I was excited to hear about Photoshop’s new “Preserve Details” scaling mode, as I had recently needed to do a big upscale for a car wrap (if you see a giant blue toothbrush driving around Portland, that was me). The tool I had used for that purpose was onOne Software’s very well-designed Perfect Resize application. This app contains a multitude of tools to effectively enlarge images by fairly high factors and end up with usable results. When I saw what Perfect Resize was capable of, I was surprised that Photoshop didn’t offer similar abilities. As just about any PS user knows, the only option before CC came along was the “Bicubic Smoother” method of image resizing, and, well… it sucked. I mean seriously, if you blew your image up more than 20%, Photoshop couldn’t do much more than offer Unsharp Mask as a last-ditch effort.

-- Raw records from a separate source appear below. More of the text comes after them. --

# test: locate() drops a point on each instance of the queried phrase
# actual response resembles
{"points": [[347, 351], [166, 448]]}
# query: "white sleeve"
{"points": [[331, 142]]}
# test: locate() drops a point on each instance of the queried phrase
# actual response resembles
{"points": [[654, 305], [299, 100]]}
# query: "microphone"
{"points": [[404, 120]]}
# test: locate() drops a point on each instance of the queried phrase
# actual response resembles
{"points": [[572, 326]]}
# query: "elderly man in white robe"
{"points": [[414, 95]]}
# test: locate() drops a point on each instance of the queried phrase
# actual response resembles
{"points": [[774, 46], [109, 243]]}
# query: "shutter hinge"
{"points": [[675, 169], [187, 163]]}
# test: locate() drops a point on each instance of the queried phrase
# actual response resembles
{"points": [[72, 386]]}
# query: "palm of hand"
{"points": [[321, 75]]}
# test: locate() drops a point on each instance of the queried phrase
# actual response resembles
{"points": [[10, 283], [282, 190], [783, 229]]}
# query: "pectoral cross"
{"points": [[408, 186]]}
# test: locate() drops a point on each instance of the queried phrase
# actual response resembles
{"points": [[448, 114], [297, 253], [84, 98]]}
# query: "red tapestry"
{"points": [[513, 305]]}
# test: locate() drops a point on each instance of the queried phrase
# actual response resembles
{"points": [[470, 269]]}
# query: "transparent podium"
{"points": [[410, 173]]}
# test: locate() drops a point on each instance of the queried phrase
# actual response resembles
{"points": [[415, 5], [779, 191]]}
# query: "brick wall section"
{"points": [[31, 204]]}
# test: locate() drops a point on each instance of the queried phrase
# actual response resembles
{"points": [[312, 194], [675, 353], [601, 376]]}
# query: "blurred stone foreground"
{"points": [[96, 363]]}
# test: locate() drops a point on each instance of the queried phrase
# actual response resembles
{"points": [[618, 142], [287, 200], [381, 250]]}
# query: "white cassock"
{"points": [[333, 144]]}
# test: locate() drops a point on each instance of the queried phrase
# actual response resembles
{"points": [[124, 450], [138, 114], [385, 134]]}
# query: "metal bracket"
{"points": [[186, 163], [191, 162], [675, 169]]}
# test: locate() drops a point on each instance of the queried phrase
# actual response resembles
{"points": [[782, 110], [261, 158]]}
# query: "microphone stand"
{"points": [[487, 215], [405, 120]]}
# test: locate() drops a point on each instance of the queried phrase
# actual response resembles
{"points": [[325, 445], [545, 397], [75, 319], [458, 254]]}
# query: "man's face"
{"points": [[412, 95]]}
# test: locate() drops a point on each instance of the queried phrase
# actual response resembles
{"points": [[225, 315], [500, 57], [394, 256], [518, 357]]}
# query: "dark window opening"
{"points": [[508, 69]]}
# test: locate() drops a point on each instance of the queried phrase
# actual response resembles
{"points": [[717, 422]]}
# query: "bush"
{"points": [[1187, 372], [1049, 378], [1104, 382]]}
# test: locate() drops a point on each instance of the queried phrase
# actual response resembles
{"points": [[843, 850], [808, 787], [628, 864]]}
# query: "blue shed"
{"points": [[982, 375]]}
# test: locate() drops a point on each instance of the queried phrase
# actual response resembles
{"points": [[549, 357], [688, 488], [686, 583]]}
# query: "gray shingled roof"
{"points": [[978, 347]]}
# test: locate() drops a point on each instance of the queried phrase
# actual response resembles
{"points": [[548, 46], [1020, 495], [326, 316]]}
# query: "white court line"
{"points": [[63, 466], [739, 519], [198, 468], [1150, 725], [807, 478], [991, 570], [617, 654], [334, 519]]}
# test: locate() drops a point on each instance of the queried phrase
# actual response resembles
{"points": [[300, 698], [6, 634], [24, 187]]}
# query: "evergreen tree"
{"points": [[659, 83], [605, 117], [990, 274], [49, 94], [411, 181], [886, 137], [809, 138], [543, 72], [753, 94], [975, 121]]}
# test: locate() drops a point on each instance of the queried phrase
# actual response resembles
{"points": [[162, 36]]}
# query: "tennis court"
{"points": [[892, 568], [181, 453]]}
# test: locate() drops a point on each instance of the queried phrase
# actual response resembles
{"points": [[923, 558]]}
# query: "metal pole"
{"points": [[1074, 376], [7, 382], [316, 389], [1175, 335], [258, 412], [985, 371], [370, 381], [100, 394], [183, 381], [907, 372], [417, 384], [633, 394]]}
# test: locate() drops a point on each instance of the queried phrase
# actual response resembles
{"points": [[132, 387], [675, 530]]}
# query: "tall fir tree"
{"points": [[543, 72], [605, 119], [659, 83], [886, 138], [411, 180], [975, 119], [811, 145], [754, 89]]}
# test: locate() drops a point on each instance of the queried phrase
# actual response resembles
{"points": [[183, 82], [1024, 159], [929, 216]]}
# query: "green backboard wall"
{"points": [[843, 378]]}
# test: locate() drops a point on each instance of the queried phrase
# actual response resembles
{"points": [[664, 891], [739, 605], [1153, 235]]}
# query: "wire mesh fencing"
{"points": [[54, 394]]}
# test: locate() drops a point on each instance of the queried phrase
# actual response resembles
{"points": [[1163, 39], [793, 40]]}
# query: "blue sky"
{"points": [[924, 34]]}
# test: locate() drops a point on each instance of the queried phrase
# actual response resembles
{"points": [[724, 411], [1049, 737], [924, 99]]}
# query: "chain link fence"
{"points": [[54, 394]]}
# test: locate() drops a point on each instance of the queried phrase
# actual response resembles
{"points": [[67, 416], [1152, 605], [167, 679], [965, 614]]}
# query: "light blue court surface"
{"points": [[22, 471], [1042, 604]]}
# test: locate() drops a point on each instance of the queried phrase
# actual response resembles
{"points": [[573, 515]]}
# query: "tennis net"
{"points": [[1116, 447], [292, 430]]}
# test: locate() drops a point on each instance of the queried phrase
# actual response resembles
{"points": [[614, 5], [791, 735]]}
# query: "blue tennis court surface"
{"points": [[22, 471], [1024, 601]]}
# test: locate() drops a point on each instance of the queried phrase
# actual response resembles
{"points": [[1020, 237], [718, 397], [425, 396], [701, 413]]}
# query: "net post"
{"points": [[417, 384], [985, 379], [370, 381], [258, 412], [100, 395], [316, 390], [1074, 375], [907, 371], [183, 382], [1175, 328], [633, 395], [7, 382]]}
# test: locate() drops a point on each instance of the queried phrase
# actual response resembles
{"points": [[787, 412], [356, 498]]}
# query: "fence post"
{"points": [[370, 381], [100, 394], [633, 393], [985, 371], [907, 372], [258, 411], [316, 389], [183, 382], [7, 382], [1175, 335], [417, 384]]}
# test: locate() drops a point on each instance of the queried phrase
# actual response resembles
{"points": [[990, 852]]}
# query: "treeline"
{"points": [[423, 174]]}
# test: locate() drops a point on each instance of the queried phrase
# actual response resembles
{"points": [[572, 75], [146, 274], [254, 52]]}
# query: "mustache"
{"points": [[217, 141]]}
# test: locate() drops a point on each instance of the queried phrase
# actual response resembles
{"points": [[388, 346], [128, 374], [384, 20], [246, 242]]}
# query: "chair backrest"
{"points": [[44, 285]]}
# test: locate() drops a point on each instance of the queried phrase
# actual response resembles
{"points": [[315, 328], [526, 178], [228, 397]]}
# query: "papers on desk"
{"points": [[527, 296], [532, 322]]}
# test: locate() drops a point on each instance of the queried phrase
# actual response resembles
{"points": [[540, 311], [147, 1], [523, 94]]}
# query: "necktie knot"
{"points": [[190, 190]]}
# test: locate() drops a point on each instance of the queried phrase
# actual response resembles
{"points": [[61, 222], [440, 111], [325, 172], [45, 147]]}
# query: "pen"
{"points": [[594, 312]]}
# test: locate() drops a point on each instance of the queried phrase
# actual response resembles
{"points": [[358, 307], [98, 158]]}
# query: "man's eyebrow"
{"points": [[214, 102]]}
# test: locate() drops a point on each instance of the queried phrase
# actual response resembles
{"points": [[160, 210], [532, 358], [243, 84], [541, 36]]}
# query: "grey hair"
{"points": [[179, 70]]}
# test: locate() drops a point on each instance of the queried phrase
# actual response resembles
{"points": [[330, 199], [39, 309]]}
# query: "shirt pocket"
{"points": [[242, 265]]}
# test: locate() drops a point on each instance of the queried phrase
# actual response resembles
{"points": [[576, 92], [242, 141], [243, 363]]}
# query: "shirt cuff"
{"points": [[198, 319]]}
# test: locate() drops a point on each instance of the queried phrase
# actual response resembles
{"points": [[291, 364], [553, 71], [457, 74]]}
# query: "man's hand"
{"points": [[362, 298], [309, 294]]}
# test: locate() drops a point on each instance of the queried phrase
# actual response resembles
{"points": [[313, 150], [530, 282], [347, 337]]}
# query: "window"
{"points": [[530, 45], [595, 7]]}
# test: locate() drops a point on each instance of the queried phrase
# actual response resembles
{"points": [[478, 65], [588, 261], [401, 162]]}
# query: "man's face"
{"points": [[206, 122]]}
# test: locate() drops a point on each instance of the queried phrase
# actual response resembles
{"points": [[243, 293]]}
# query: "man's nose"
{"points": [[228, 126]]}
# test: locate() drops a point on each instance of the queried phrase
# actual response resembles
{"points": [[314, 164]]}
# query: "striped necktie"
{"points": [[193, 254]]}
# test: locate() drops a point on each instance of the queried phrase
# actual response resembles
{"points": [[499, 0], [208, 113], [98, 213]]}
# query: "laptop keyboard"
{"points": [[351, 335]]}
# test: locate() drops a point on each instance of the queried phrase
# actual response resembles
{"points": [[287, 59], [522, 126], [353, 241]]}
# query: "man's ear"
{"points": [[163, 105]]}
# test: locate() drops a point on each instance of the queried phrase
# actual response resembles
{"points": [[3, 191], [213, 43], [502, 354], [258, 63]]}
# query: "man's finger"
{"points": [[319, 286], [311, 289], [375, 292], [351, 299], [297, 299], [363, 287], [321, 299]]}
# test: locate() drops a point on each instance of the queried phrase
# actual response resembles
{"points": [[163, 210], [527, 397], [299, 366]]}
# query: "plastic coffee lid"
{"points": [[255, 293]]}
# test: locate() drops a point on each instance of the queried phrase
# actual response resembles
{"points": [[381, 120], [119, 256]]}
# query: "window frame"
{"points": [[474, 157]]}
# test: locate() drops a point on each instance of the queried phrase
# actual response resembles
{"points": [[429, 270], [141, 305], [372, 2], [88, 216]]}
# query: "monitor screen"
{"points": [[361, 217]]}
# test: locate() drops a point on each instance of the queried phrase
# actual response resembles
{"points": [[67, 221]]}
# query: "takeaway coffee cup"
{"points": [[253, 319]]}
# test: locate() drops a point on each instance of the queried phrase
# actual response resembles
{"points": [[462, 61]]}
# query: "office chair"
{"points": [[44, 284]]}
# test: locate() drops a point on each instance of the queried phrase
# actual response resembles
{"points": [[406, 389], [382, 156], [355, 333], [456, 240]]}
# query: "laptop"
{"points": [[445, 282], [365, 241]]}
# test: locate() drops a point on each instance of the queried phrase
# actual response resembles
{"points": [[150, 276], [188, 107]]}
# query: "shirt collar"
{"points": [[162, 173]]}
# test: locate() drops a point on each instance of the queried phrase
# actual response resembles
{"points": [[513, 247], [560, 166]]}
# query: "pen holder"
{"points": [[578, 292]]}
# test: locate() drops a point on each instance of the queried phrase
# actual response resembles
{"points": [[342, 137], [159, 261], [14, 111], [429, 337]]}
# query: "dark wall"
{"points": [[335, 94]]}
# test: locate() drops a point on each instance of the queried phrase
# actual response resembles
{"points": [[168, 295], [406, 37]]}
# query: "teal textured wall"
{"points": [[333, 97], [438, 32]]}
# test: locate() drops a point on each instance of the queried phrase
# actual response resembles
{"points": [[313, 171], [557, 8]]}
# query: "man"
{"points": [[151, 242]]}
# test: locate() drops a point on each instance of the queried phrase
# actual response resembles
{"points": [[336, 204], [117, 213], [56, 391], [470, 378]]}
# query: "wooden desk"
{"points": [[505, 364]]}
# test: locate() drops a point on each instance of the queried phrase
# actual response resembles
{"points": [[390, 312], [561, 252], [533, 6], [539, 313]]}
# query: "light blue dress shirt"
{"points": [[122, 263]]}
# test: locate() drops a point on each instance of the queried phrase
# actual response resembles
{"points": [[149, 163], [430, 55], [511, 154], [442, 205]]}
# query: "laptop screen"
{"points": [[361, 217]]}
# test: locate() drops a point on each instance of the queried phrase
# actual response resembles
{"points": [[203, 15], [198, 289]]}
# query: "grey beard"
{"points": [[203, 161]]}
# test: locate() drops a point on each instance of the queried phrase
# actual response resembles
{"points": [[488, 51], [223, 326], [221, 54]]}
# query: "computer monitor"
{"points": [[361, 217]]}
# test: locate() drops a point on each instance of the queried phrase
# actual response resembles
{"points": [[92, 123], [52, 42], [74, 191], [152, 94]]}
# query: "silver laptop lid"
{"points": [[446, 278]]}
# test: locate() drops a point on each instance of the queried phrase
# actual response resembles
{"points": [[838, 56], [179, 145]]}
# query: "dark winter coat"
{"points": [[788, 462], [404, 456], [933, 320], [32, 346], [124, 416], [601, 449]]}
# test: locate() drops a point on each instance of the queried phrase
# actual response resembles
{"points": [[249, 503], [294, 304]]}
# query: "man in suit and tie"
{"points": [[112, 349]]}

So the new “Preserve Details” mode was one of the first things I tested out, hoping to see a lot of clean edges appear in a blown-up test photo where they should have been implied by the low-res original. The results were… [drum roll]… lackluster. Pretty weak, actually. Let’s have a look:
Now, if your goal with this photo is to include a 5x5” shot of Gladys in Obsessive Greyhound Owners Daily magazine, this just ain’t gonna work. You are not going to fool anyone who looks even reasonably closely that it’s a full-resolution pic. So let’s have a look at the Perfect Resize result, and note here that this is with zero modification of the image using the many masking and detailing options available in the software. Photoshop gives you one “Reduce Noise” slider, that’s it, but PR gives you a slew of additional options including fractal engine adjustments, film grain and sharpening. Granted, PS has some of this functionality for after the enlargement, but PR brings it all into one UI that you can tweak in real-time.
Anyway, here it is with the default setup:
…and here’s a revision based on a few adjustments:
Does this pass the OGOD magazine test? In all honesty, probably not. But for my money, it comes a lot closer, and a better test might be which version I would be more willing to print on glossy paper and hang on my wall. The answer to that is, sadly, not the one that came from Photoshop.